All animal studies were approved by the Alfred Medical Research & Education Precinct Animal Ethics Committee under guidelines laid down by the National Health and Medical Research Council of Australia. All animals were housed at the Precinct Animal Centre of the Baker IDI Heart & Diabetes Institute. During the study, animals had unrestricted access to water and food and were maintained on a 12 h light/dark cycle in a pathogen-free environment on standard mouse chow (Specialty Feeds, Glen Forest, Perth, WA, Australia).
Induction of diabetes
Diabetes was induced in 6-week-old male floxedNox4, podNox4KO and podCre mice by five daily i.p. injections of streptozotocin (Sigma-Aldrich, St Louis, MO, USA), at a dose of 55 mg/kg body weight in citrate buffer, with control mice receiving citrate buffer alone. Only mice with blood glucose ≥15 mmol/l after injection of streptozotocin have been included in experiments; mice with blood glucose <15 mmol/l were excluded from the study (<10% of the total number of mice). After 10 and 20 weeks, the animals were anaesthetised using sodium pentobarbitone i.p. (100 mg/kg body weight; Euthatal, Sigma-Aldrich, Castle Hill, NSW, Australia). The kidneys were rapidly dissected, weighed and snap-frozen or processed in paraffin for subsequent analysis.

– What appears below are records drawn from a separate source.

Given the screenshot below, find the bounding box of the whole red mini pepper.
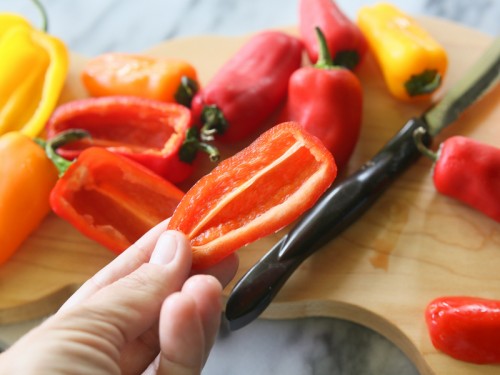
[425,296,500,364]
[192,31,303,142]
[46,96,218,183]
[49,147,184,253]
[280,28,363,170]
[299,0,368,69]
[415,129,500,222]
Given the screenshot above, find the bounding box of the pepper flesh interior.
[67,165,177,243]
[189,139,318,246]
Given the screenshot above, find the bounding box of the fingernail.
[149,231,179,264]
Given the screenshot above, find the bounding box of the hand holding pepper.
[280,28,363,170]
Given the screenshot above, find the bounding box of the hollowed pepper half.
[47,96,218,183]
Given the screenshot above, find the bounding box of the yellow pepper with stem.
[0,2,69,137]
[357,3,448,100]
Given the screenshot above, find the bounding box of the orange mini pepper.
[0,132,57,264]
[81,52,198,106]
[0,131,87,265]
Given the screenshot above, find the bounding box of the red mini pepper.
[46,96,218,183]
[192,31,303,142]
[425,296,500,364]
[280,28,363,170]
[49,147,184,253]
[415,129,500,222]
[299,0,368,69]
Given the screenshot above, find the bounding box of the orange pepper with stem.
[0,132,85,265]
[81,52,198,107]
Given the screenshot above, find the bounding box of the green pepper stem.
[179,127,220,164]
[35,129,90,177]
[31,0,49,32]
[174,76,199,108]
[405,69,441,96]
[413,127,439,162]
[314,27,334,69]
[200,105,229,141]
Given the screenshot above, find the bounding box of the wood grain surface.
[0,18,500,375]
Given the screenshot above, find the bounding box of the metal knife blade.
[423,38,500,136]
[225,38,500,330]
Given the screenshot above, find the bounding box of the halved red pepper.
[168,122,337,269]
[46,96,218,183]
[49,147,184,253]
[415,128,500,222]
[191,31,303,142]
[279,28,363,170]
[299,0,368,69]
[425,296,500,364]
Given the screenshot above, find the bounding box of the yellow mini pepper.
[0,13,69,137]
[358,3,448,100]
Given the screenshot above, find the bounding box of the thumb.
[58,231,191,349]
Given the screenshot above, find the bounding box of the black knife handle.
[225,118,431,330]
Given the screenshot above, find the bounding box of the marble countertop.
[0,0,500,375]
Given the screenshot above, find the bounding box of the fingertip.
[158,292,205,373]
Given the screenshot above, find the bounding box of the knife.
[225,38,500,330]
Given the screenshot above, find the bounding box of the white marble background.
[0,0,500,375]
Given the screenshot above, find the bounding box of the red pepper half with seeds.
[280,28,363,170]
[425,296,500,364]
[414,128,500,222]
[46,96,218,183]
[299,0,368,70]
[191,31,303,142]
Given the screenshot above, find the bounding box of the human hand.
[0,222,238,375]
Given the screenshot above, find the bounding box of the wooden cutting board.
[0,18,500,375]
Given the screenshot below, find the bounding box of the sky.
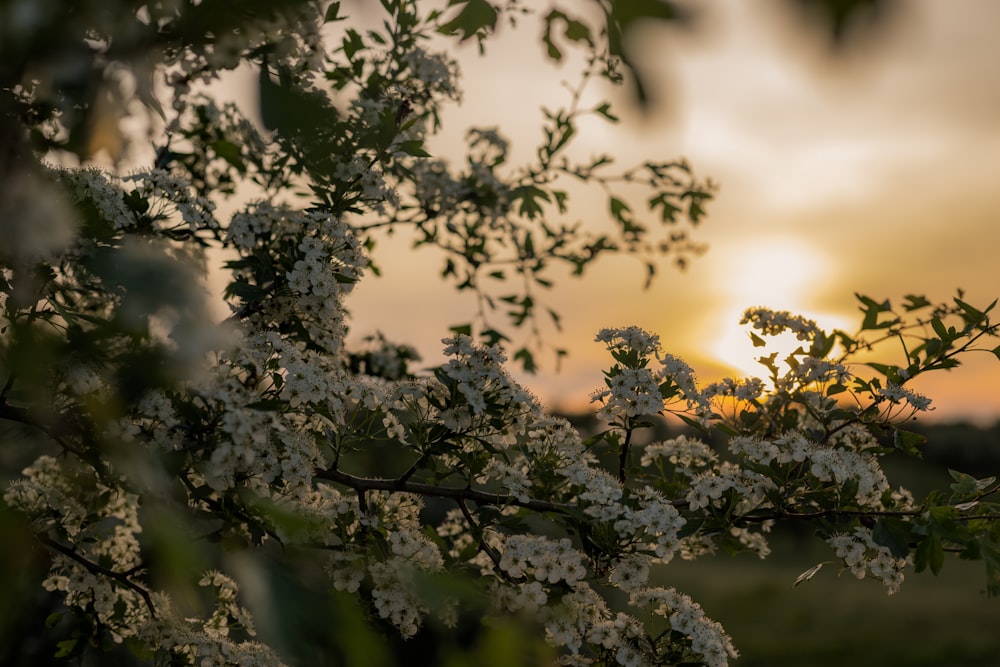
[348,0,1000,422]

Measurement of metabolic variables
At 10 and 20 weeks after induction of diabetes, mice were individually placed into metabolic cages (Iffa Credo, L’Arbresele, France) for 24 h. Urine was collected for subsequent analysis. Blood glucose and glycated haemoglobin were measured, as previously described [9, 20]. Systolic BP was assessed using a computerised non-invasive tail-cuff method [21]. Urinary albumin concentration was measured at 10 and 20 weeks after the induction of diabetes, using a mouse albumin ELISA quantification kit (Bethyl Laboratories, Montgomery, TX, USA). Urinary creatinine was determined using a commercially available creatinine assay kit (Abcam, Cambridge, UK). The urinary albumin/creatinine ratio (ACR) was calculated. A mouse cystatin C ELISA kit (BioVendor, Brno, Czech Republic) was used to determine serum cystatin C according to the manufacturer’s instructions.
Histological assessment
Kidney sections (3 μm) were stained with periodic acid–Schiff for the measurement of glomerulosclerotic injury and mesangial expansion, as well as with Masson’s trichrome for the assessment of glomerular ECM accumulation [22]. Mesangial area and ECM accumulation were analysed (percentage of glomerular area) from digital pictures of glomeruli (20 glomeruli per kidney per animal) using Image-Pro Plus 6.0 software (Media Cybernetics, Bethesda, MD, USA), as previously described [9, 20]. Glomerulosclerotic injury was graded based on the severity of glomerular damage, as previously described [23]. Twenty glomeruli per kidney were assessed in a masked fashion.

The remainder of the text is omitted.